In Epiphany we celebrate the revelation of God incarnate as Jesus Christ. Whilst we focus primary in the Western church on the visit of the Magi we will also mark the baptism of Christ, the start of his ministry, and the wedding at Cana, his first miracle which we have just heard in our readings.
This evening I’d like to share some reflections that occurred to me whilst reading the stories of the magi and the wedding at Cana regarding the value of receptive gazing and listening in our spiritual lives.
At Cana, when the wine has run out, Mary speaks to servants about her son “Do whatever he tells you” she says. There are echoes here of the transfiguration when a voice from heaven announces – “This is my Son, whom I have chosen; listen to him.
At Cana, Christ’s instructions concerned filing the jars with water. We should recognise how obtuse this might have appeared. The wine had run out prematurely and Jesus suggests they fill the jars with water, what does he have in mind that everyone be encouraged to rehydrate to save them from any morning headache perhaps. We might be reminded of the story from Kings where Naaman, who seeks a cure from his leprosy is told to bathe in the Jordan river seven times. He responded angrily – I thought that Elijah would surely come out to me and stand and call on the name of the LORD his God, wave his hand over the spot and cure me of my leprosy he says. Are not the Abanah and Pharpar, the rivers of Damascus, better than all the waters of Israel? Could I not have washed in them and been cleansed? Naaman’s servant saves the day – My father, if the prophet had told you to do some great thing, would you not have done it? How much more, then, when he tells you, ‘Wash and be cleansed’?
Servants are well disposed to hear Christ’s instruction, elsewhere in the Gospel Jesus says as much – the greatest among you should be like the youngest, and the one who leads like the one who serves. I am among you as one who serves and he calls us to do likewise.
This same kind of receptivity is helpful in prayer. When you pray Jesus says do not babble, do not think that you will be heard because of your many words. John Main, the Benedictine monk, who initiated the Christian meditation movement writes:
In meditation we do not seek to think about God nor do we seek to think about his son, Jesus, nor do we seek to think about the holy spirit. We are trying, rather, to do something immeasurably greater. By turning aside from everything that is passing, everything that is contingent, we seek not just to think about God, but to be with God, to experience him as the ground of our being. It is one thing to know that Jesus is the revelation of the father, that Jesus is the way to the father, but quite another to experience the presence of Jesus within us and, in that experience, to be brought into the presence of his father and our father. This is very much consistent with Benedictine tradition indeed the first ward of the rule of St Benedict is – asculta – listen.
This kind of listening it strikes me, has much in common with gazing, such as the gazing I imagine of the Magi in the Christ child and his mother, it involves a laying aside our own desires to rest in a spirit of devotion, to be receptive.
Part of my Christmas and Epiphany routine involves visiting the national gallery to spend some time in front of some the great artistic representations of those events.
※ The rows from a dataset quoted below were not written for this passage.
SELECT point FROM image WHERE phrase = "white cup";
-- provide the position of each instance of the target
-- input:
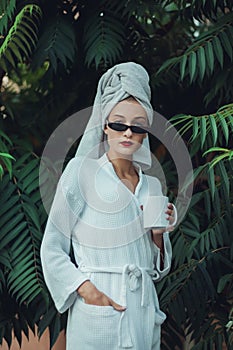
(154, 212)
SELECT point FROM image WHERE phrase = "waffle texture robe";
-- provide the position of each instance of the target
(123, 265)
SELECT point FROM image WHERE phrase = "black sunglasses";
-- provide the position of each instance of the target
(123, 127)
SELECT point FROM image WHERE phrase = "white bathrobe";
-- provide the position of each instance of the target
(103, 220)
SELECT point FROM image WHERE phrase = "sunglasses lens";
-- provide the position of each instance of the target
(118, 126)
(137, 129)
(123, 127)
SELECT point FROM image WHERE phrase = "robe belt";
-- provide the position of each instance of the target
(131, 273)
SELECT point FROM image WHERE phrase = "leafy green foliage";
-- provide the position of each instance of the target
(52, 62)
(22, 36)
(207, 51)
(5, 157)
(56, 44)
(22, 218)
(103, 38)
(7, 9)
(197, 293)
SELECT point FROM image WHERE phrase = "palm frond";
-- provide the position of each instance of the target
(103, 38)
(56, 44)
(22, 37)
(217, 126)
(208, 50)
(7, 8)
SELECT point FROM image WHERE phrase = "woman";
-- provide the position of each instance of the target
(98, 208)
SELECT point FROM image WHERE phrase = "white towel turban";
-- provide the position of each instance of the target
(119, 82)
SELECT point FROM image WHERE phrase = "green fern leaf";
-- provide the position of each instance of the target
(218, 50)
(57, 44)
(24, 32)
(226, 44)
(103, 39)
(203, 130)
(210, 56)
(7, 8)
(201, 62)
(213, 128)
(192, 65)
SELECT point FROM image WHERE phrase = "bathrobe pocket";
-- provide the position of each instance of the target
(96, 326)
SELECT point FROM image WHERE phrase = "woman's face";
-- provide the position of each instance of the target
(128, 112)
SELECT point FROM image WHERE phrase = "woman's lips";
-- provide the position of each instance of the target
(126, 143)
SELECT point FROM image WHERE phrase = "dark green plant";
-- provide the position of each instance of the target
(52, 57)
(197, 294)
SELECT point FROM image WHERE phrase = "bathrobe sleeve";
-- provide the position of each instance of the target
(62, 277)
(155, 189)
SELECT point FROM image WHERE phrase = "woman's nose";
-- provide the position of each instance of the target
(128, 132)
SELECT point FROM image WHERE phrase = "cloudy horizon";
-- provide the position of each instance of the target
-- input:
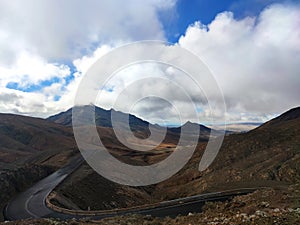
(253, 53)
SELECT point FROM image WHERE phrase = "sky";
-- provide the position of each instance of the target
(252, 48)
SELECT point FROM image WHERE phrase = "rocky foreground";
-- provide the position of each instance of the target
(266, 206)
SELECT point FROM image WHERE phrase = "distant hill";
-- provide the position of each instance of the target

There is a particular tradition in the Eastern Church of icon gazing, a kind of divine looking. In his book Ponder These Things: Praying with Icons of the Virgin, Rowan Williams writing of those traditional icons where the Christ child face is seen touching that of his mother and it provides a relevant reflection-
“If we begin, as most of us tend to, with a notion that God stands at a distance waiting for us to make a move in his direction, this image should give us something of a shock. The Lord here does not wait, impassive, as we babble on about our shame and penitence, trying to persuade him that we are worth forgiving. His love is instead that of an eager and rather boisterous child, scrambling up on his mother’s lap, seizing handfuls of her clothing and nuzzling his face against hers, with that extraordinary hunger for sheer physical closeness that children will show with loving parents.”
What a beautiful revelation that is and yet it’s important that we don’t confuse the consolation and its source. As John Main reminds us prayer is not an exercise in seeking spiritual highs. Another of my New Year routines involves a walk either up a hill or the sea, somewhere to contemplate creation. In his poem “Sea Watching” R. S. Thomas provides a reflection on a dispassionate gazing because as Carys Walsh puts it, in this poem watching and praying become indistinguishable they cannot be told one from another. Watching for the rare bird over the sea, or for God in the torrents and eddies of our prayer, is to pray.
Grey waters, vast as an area of prayer that one enters. Daily over a period of years I have let my eye rest on them. Was I waiting for something? Nothing but that continuous waving that is without meaning occurred. Ah, but a rare bird is rare. It is when one is not looking at times one is not there that it comes. You must wear your eyes out as others their knees. I became the hermit of the rocks, habited with the wind and the mist. There were days, so beautiful the emptiness it might have filled, its absence was as its presence; not to be told any more, so single my mind after its long fast, my watching from praying.